Ellen G. White P&P p 214
I love this. First, God loves us, we have to believe He will care for us. Second, in whatever this next life-altering change may be, God expects us to act as as subject of the King of Heaven. Look at Joseph…look at Daniel. Both exile captives, both making decisions to follow their upbringing at all costs but keeping a Godly way about himself. Both went through extreme trials but remained true and were ultimately given such responsibility as to save nations.
Believe it or not…I’m still sad about my ‘spilled milk.’ But when I set out to handle the spills after I’d found them, I started to find inexplicable ways that possibly the ways I’d been doing things before the spill was not ideal…and a change was in my best interest. And if all the giants of the Bible could learn from their ‘spilled milk’ (and even cry over it a little) and still be used by God, then there is little reason to think that I couldn’t do so as well.
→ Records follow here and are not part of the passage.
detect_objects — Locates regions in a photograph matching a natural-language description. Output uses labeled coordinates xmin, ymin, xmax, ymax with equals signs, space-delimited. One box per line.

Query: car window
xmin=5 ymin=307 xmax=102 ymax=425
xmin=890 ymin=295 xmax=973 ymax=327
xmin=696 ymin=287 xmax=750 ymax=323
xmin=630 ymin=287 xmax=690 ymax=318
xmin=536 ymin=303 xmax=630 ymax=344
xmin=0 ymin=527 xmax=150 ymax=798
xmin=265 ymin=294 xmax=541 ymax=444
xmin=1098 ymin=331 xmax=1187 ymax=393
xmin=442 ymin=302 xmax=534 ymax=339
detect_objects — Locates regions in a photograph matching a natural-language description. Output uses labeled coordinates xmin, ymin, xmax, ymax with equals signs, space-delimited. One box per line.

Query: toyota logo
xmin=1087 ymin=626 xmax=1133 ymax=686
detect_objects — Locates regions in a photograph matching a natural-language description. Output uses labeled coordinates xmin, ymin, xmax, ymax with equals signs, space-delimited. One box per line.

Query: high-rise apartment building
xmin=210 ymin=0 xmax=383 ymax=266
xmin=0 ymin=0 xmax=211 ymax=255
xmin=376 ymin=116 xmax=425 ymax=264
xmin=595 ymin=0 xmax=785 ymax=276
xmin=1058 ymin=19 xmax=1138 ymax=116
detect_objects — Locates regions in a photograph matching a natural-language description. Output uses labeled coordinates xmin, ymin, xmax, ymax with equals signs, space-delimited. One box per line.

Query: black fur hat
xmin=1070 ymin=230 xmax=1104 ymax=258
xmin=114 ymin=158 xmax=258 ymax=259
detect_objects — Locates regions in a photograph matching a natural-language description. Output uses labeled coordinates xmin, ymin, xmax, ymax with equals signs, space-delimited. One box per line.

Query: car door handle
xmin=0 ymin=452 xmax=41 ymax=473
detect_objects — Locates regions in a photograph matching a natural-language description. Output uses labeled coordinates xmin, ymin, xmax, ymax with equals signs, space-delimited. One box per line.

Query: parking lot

Despite more trials, Joseph remained true to the God of his father Jacob–and God ultimately pulled him out of the ‘pit’ himself and placed him, humbled, as the second-in-command of the greatest nation in the world at that time. I need to remember that the lessons from my ‘spilled milk’ are commonly so that I am humbled and ready to take on the next challenge God has in store for me.
Sop up the milk….straighten your shoulders….and let God lead you through the trials before you. I don’t know for certain what is ahead, but I trust God to lead me like he lead Joseph. May I only be as faithful.